Android’s 2012 security overhaul hasn’t stopped the volume of global threats targeting the mobile OS continuing to rise at an alarming rate, F-Secure’s latest mobile threat report has found.
The company noticed 51,447 unique Android malware samples in the third quarter, an unexpectedly huge jump from Q2’s figure of just over 5,000 and around 3,000 in Q1.
Each one of these files was a single instance of 67 malware variants and families the company identified as being active in the same period, which suggests that the rise is probably best explained as signalling that criminals are launching more attacks with roughly the same malware types to choose from.
According to F-Secure, Android’s malware problem can be explained by its huge popularity across the world, coupled to high growth rates; Android’s market share in China – now the world’s largest smartphone market by units – is currently 81 percent, the company said.
In these countries, Google’s overhauled Play Store is only one among a diversity of sources for Android applications, a fragmentation wrinkle malware-distributors have been quick to exploit. People seem happy to download apps from third-party sites.

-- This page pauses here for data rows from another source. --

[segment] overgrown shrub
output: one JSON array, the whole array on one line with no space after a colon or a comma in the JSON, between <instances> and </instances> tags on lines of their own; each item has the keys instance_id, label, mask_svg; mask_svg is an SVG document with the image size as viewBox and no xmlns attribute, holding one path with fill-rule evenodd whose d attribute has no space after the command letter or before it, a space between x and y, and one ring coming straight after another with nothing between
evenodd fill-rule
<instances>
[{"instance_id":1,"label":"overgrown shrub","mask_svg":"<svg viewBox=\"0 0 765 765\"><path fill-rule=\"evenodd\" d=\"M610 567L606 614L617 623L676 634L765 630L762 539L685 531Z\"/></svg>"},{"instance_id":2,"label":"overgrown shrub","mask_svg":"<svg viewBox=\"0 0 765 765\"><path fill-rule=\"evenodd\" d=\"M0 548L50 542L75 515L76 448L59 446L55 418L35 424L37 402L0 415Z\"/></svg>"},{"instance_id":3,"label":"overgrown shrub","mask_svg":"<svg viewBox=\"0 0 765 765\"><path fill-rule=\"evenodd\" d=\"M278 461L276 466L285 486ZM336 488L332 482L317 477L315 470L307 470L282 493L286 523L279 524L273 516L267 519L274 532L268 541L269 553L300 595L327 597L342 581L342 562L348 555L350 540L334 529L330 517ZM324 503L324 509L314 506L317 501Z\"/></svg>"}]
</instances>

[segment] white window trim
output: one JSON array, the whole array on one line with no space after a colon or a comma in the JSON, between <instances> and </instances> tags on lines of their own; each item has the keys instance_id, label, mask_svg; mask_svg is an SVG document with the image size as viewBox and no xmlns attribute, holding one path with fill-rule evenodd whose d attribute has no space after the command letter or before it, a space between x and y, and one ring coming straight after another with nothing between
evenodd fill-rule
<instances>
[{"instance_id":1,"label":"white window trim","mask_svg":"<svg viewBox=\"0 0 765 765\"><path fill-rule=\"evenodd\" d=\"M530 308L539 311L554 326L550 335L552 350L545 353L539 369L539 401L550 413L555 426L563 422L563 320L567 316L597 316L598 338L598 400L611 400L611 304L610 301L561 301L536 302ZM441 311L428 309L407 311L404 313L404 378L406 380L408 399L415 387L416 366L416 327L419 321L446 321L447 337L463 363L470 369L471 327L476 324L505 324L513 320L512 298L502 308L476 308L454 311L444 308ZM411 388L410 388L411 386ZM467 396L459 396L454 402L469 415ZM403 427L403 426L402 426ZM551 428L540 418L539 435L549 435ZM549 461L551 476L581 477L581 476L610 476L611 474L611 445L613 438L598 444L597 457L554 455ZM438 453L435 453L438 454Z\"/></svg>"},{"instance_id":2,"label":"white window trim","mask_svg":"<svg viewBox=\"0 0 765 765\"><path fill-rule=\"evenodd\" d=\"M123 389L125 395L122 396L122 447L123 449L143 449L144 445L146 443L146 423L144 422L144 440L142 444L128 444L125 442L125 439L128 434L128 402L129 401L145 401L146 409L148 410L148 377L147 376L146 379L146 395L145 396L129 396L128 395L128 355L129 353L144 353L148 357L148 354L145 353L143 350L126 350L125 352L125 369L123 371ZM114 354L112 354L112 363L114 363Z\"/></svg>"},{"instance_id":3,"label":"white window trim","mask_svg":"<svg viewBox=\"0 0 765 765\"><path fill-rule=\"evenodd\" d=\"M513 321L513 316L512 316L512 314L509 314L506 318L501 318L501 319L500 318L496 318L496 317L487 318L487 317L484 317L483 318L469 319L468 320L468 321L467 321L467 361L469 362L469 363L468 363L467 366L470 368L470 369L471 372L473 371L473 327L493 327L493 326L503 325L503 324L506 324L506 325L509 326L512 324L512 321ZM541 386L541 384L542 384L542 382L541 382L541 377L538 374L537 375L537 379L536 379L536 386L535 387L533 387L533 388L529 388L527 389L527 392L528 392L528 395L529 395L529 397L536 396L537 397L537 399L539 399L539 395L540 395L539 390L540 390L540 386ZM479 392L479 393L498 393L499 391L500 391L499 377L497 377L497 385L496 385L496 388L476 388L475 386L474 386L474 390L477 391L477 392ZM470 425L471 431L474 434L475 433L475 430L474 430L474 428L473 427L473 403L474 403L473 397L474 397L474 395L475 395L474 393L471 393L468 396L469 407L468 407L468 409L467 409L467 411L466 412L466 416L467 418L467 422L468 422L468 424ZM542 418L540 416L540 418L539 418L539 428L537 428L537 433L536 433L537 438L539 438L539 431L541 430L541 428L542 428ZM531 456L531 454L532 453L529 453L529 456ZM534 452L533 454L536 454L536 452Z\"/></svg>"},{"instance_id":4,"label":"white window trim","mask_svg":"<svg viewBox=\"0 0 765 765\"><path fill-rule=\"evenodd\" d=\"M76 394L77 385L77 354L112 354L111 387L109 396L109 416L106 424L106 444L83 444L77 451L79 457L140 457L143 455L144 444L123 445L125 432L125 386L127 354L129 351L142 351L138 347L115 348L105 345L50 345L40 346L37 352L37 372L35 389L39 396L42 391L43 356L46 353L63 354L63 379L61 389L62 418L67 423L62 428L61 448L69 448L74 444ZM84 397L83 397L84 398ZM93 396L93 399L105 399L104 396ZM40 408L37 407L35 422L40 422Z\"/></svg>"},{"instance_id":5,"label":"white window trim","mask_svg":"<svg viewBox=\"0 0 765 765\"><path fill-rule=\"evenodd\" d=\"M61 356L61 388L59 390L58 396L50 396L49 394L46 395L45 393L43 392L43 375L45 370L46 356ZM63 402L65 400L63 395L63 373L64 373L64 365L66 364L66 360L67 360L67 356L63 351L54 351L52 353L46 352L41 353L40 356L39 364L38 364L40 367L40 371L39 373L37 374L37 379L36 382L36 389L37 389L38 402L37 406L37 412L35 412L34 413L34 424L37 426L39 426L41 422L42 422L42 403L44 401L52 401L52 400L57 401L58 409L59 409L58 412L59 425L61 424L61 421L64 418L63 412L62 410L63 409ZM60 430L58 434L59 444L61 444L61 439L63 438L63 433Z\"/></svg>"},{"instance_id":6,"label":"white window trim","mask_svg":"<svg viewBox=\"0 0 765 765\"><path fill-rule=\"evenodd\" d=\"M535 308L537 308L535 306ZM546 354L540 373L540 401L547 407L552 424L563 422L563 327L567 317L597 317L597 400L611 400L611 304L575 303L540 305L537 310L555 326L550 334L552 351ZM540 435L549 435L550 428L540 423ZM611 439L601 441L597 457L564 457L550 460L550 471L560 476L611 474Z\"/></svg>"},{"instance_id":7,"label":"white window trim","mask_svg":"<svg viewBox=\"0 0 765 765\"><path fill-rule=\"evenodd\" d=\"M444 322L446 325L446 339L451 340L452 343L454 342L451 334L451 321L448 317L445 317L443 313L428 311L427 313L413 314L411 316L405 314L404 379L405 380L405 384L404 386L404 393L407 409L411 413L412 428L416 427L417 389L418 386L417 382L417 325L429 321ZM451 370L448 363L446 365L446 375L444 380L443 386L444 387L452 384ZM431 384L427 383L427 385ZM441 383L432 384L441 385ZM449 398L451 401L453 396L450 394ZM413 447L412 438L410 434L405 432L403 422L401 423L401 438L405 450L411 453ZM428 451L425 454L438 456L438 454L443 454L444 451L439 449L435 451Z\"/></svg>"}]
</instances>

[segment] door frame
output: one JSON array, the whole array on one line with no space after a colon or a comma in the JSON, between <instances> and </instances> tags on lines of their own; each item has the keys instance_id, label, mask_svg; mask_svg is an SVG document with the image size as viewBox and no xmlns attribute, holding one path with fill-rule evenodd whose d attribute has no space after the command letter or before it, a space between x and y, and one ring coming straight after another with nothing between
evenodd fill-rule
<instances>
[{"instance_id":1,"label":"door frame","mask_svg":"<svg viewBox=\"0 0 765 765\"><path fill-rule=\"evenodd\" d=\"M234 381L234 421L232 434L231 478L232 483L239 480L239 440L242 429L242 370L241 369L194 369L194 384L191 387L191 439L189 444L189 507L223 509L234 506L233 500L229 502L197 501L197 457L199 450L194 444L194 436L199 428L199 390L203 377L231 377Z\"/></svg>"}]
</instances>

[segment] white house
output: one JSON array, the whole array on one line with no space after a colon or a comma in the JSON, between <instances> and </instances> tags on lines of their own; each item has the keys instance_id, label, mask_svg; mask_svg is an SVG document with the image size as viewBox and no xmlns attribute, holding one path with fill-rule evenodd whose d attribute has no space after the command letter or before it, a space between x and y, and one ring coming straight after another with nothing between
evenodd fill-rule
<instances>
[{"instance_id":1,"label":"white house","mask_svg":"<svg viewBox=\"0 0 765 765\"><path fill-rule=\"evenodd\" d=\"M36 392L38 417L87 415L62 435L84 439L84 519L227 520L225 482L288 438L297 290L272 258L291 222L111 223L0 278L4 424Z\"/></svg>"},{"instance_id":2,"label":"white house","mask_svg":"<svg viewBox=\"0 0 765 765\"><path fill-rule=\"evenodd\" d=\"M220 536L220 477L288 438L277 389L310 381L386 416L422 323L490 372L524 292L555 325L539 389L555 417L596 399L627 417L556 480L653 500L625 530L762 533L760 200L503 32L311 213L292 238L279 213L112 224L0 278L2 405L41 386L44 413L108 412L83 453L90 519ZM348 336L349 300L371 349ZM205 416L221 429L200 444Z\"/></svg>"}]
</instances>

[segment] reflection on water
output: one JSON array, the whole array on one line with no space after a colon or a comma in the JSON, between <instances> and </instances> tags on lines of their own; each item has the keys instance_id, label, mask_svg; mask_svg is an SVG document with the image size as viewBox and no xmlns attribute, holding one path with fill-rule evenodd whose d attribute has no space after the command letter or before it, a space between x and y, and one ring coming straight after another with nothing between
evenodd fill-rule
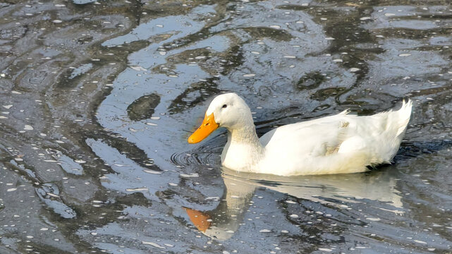
<instances>
[{"instance_id":1,"label":"reflection on water","mask_svg":"<svg viewBox=\"0 0 452 254\"><path fill-rule=\"evenodd\" d=\"M282 177L239 173L224 168L221 176L224 193L215 209L197 211L185 208L192 223L200 231L219 240L231 238L239 230L245 213L252 205L250 202L255 191L259 187L288 194L297 200L288 200L287 203L295 204L305 200L341 210L348 208L346 204L349 202L365 204L367 201L379 201L390 205L392 210L379 209L397 215L405 212L401 193L396 189L397 179L389 170L368 174ZM296 214L287 215L287 219L299 217Z\"/></svg>"},{"instance_id":2,"label":"reflection on water","mask_svg":"<svg viewBox=\"0 0 452 254\"><path fill-rule=\"evenodd\" d=\"M452 248L451 3L0 3L0 253ZM221 169L219 93L259 135L414 102L395 163L278 178ZM199 116L199 119L198 119Z\"/></svg>"}]
</instances>

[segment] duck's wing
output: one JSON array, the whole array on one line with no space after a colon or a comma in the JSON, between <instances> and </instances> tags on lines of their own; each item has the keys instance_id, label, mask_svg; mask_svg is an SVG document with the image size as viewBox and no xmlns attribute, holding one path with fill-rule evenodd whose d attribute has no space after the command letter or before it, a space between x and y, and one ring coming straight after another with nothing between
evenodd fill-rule
<instances>
[{"instance_id":1,"label":"duck's wing","mask_svg":"<svg viewBox=\"0 0 452 254\"><path fill-rule=\"evenodd\" d=\"M325 156L337 152L350 136L350 121L343 114L281 126L259 139L271 154Z\"/></svg>"},{"instance_id":2,"label":"duck's wing","mask_svg":"<svg viewBox=\"0 0 452 254\"><path fill-rule=\"evenodd\" d=\"M390 162L397 152L411 114L411 101L401 109L372 116L346 112L277 128L260 141L271 155L288 159L365 154L367 165Z\"/></svg>"}]
</instances>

As F-Secure’s detailed list of malware examples illustrates, the majority of rogue apps are driven by simple SMS tariff fraud.

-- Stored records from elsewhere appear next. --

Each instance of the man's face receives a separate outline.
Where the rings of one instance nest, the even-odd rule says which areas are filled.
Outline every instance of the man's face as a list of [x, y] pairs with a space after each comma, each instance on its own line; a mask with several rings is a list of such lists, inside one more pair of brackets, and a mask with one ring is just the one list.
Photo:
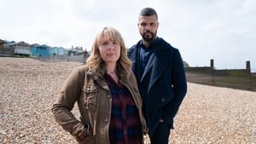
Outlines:
[[137, 26], [143, 39], [150, 43], [156, 37], [159, 23], [156, 15], [139, 16]]

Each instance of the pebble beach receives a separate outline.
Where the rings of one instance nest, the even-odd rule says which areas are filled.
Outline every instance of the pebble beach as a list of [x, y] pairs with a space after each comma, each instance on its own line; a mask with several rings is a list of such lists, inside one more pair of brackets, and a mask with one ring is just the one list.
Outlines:
[[[77, 143], [55, 121], [51, 107], [67, 77], [82, 64], [0, 57], [0, 144]], [[73, 111], [79, 117], [77, 106]], [[172, 144], [255, 144], [256, 92], [188, 83], [174, 128]]]

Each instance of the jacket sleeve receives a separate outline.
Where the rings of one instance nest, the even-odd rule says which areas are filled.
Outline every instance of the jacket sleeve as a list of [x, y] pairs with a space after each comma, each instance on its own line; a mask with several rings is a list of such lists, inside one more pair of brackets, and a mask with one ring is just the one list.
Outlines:
[[74, 103], [81, 95], [81, 75], [78, 68], [72, 72], [63, 84], [56, 102], [52, 107], [56, 122], [73, 136], [84, 129], [84, 124], [71, 112]]
[[[187, 93], [187, 80], [183, 60], [178, 49], [176, 49], [172, 59], [172, 84], [173, 89], [173, 99], [168, 106], [169, 108], [165, 109], [168, 114], [164, 115], [164, 119], [172, 121], [177, 114], [178, 108]], [[171, 107], [171, 108], [170, 108]]]

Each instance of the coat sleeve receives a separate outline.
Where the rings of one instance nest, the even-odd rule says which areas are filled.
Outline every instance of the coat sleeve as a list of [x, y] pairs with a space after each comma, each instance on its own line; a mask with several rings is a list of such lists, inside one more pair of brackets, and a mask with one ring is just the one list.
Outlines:
[[52, 107], [52, 112], [56, 122], [73, 136], [84, 129], [84, 124], [77, 120], [71, 112], [81, 95], [81, 73], [76, 68], [63, 84], [56, 101]]
[[169, 107], [168, 109], [166, 109], [166, 112], [169, 114], [165, 114], [163, 118], [164, 119], [170, 121], [172, 121], [177, 114], [179, 107], [187, 93], [186, 75], [183, 60], [178, 49], [176, 49], [175, 54], [173, 55], [172, 73], [173, 99], [169, 104], [169, 106], [172, 106], [172, 108]]

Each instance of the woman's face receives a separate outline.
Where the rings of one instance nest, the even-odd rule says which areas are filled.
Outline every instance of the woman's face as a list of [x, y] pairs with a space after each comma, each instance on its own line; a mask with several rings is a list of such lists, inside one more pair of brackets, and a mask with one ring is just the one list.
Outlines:
[[99, 51], [102, 60], [107, 63], [116, 63], [120, 57], [121, 47], [118, 42], [113, 42], [103, 37], [100, 40]]

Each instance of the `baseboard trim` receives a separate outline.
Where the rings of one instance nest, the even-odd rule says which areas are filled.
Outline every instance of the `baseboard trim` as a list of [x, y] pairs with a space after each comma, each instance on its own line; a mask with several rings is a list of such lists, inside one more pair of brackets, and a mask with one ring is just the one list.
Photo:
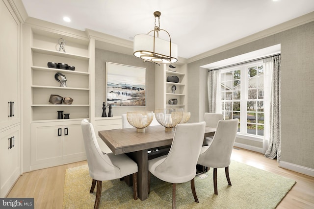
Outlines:
[[314, 169], [280, 161], [279, 167], [314, 177]]
[[260, 153], [263, 153], [262, 148], [257, 147], [256, 146], [248, 145], [247, 144], [244, 144], [238, 143], [238, 142], [235, 142], [234, 146], [237, 147], [241, 148], [242, 149], [245, 149], [248, 150], [253, 151], [256, 152], [259, 152]]

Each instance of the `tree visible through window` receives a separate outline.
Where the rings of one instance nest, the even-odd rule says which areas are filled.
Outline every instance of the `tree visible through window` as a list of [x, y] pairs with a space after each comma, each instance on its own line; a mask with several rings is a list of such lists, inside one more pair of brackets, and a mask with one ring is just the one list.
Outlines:
[[264, 69], [261, 61], [221, 70], [224, 119], [239, 119], [238, 132], [263, 136]]

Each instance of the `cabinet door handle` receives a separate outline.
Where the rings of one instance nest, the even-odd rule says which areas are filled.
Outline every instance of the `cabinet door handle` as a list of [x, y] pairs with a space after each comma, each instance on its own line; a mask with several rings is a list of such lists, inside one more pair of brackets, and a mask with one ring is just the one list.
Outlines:
[[64, 128], [64, 135], [68, 136], [68, 128]]
[[12, 116], [14, 116], [14, 102], [12, 102]]
[[11, 138], [8, 138], [8, 149], [11, 149]]

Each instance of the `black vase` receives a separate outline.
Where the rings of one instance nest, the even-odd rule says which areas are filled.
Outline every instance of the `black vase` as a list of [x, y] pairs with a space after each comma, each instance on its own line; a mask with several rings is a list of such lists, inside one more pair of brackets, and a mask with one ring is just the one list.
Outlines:
[[63, 119], [63, 111], [58, 111], [58, 119]]

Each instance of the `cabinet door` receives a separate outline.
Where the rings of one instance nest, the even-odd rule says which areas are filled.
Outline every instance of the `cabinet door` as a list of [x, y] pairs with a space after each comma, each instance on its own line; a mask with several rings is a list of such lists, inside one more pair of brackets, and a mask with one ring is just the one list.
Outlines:
[[19, 122], [19, 23], [11, 12], [0, 1], [0, 128]]
[[63, 159], [86, 156], [81, 121], [63, 122]]
[[31, 165], [62, 161], [63, 122], [34, 123], [31, 124]]
[[0, 197], [4, 197], [20, 176], [20, 126], [1, 132], [0, 138]]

After a complacent start, Google has shown signs of getting on top of its embarrassing malware problem, first reinventing the Market as Play, a supervised single location for app downloads.

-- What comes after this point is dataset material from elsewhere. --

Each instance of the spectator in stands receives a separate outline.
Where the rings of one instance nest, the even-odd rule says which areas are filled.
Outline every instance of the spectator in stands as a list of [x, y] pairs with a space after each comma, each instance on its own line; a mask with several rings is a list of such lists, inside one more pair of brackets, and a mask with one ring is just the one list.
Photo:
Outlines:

In February it also instituted ‘Bouncer’, an automated security scanning system designed to weed out malware before it gets near users. This has had some success but the sheer size and fragmentation of the OS still works against the company is some parts of the world.
It would be a mistake to see Android malware as something only Chinese and Russian users have to worry about. In May, a Latvian company was fined for deceiving users with a ‘wrapper’ app impersonating Angry Birds. Total number of UK users affected by its SME deception: 1,400 that came to light, possibly that didn’t.
The oddity of the mobile malware world revealed by F-Secure is underlined by the fact that the defunct Symbian OS still attracts the interest of malware writers, with a 17 percent rise recorded in new examples hitting its still large but dwindling user base in Q3.